Teen drives into Lady Bird Lake ends up in jail

Yellow police tape drew the attention of people walking on the north shore hike and bike trial Thursday morning.  Also hard to ignore were the tire tracks from a small SUV that had plunged into Lady Bird Lake Wednesday night. James Morneau was among those who rushed to the edge of the 20 foot drop-off moments after the vehicle went in.

"And you could see the tail lights of a car, underwater, slowly sinking away. That’s alI that I actually saw, but it apparently started over here, some bricks were knocked out at the entry of the Windsor and apparently the car came right through here and how she didn’t hit a tree is beyond me,” said Morneau.

19-year-old Anna Julia Arocha survived her dive into the lake, but was arrested and charged with driving while intoxicated.

"Luckily a witness apparently had pulled her out of the vehicle,” said APD spokesman Officer Ivan Ramos.

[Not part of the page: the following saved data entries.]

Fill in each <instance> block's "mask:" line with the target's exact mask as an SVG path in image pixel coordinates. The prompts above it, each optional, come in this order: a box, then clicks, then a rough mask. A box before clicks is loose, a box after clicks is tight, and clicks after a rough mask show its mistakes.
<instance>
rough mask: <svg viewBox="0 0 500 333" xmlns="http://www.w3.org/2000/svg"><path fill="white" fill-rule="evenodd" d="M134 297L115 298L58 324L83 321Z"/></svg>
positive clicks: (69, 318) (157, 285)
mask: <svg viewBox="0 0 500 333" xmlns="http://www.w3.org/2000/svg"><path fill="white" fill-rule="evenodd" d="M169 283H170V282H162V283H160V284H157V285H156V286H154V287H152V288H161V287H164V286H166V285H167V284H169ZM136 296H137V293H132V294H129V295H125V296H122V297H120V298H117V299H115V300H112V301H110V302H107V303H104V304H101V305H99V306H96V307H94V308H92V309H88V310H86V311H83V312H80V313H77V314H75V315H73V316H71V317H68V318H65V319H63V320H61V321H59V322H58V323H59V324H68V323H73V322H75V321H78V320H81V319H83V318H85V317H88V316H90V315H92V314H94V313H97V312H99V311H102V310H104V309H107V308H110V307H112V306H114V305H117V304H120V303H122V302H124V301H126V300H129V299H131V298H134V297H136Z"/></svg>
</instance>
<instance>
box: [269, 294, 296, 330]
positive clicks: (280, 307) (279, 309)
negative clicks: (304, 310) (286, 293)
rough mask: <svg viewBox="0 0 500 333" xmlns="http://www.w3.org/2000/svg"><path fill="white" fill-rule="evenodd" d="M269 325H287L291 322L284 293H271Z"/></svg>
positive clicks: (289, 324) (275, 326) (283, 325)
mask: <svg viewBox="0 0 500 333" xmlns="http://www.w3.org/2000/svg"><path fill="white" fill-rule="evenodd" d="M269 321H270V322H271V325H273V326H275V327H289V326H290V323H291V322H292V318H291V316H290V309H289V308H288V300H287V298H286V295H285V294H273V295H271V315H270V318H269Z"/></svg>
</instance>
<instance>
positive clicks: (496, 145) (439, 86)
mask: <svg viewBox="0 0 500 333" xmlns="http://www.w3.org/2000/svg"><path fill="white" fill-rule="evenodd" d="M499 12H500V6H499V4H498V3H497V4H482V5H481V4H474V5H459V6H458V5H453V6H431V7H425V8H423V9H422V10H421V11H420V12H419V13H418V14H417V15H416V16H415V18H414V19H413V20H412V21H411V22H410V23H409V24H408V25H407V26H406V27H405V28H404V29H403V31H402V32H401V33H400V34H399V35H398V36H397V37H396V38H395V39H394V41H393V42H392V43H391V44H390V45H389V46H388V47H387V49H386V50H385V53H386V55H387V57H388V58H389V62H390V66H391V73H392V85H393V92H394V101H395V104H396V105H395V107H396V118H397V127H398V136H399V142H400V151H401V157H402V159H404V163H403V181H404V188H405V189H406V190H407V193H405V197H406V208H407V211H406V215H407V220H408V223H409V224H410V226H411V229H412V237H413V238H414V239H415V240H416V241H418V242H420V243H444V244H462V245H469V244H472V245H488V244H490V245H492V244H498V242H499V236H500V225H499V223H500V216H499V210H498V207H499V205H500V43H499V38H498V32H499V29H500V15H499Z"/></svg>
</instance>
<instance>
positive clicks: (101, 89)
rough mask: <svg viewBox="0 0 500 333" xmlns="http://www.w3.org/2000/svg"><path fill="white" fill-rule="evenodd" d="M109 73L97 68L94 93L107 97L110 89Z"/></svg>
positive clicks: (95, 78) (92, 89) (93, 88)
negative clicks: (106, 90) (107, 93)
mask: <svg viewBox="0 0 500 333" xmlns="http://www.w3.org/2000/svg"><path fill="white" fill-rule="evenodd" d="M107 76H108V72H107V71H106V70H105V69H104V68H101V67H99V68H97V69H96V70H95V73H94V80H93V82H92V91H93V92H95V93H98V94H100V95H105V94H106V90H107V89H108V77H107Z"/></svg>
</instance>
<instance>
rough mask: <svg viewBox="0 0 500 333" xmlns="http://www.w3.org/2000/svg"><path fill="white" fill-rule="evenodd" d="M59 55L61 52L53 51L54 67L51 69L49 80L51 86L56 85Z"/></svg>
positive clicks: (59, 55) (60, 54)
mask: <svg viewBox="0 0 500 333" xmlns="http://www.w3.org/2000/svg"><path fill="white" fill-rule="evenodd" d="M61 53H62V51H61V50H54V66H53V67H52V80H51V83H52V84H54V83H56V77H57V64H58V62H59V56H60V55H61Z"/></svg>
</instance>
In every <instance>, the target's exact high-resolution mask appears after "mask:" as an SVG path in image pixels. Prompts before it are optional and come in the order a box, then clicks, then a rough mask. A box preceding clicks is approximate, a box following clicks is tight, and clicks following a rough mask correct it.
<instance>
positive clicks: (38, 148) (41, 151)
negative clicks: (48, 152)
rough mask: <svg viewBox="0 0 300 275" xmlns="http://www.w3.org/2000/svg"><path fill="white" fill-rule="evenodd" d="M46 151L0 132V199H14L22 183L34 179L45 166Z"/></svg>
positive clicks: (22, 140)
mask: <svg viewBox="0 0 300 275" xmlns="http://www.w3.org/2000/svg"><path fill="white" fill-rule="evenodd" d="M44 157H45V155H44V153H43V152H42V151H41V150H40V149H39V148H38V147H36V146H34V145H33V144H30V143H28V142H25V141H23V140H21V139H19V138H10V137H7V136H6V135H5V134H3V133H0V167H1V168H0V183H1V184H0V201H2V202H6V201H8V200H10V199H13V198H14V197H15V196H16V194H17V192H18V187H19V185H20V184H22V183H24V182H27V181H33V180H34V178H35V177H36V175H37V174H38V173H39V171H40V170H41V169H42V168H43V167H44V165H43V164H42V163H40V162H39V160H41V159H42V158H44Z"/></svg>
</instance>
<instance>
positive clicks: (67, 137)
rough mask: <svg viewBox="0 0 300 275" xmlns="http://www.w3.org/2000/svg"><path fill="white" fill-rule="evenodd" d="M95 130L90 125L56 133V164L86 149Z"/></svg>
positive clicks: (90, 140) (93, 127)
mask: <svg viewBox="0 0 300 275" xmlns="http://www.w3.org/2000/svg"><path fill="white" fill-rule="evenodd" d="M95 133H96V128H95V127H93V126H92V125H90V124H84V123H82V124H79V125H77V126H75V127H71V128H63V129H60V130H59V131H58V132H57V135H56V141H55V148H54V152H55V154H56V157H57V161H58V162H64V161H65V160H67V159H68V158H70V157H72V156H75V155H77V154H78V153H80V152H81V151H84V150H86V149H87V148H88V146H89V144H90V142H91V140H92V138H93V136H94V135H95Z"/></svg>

Arocha's bond was set at $4,000. Her DWI charge is a misdemeanor and not a felony because it’s a first time offense.

In September of 2014 a similar incident happened just downstream and claimed the life of the driver. Two years earlier,  a police dash camera captured the moment a car with 3 people inside splashed into the lake.
One of the passengers drowned. The driver, Madeline Rackley, was sentenced to 10 days in jail and 10 years probation as part of a plea deal.

These types of incidents continue to happen despite the Austin Police Department's efforts to crack down on drunk driving. The latest effort is already underway with a Holiday No Refusal time period.

"We're very serious and that’s why we have an extended period for no refusal,” said Ramos.

The campaign started December 15 and will last until 5:00 in the morning New Year’s Day.  The number of arrests made so far was not available. During last year's Christmas/New Year’s enforcement period, 229 DWI arrests were made.  A little more than half of those who were caught refused to provide breath or blood samples without a warrant.

"So many people out there think they can drive back, because they are worried about leaving their vehicle behind. And they just get behind the wheel when they are intoxicated,” said Ramos.

A bad decision that can result in a trip to jail or a potentially deadly stop.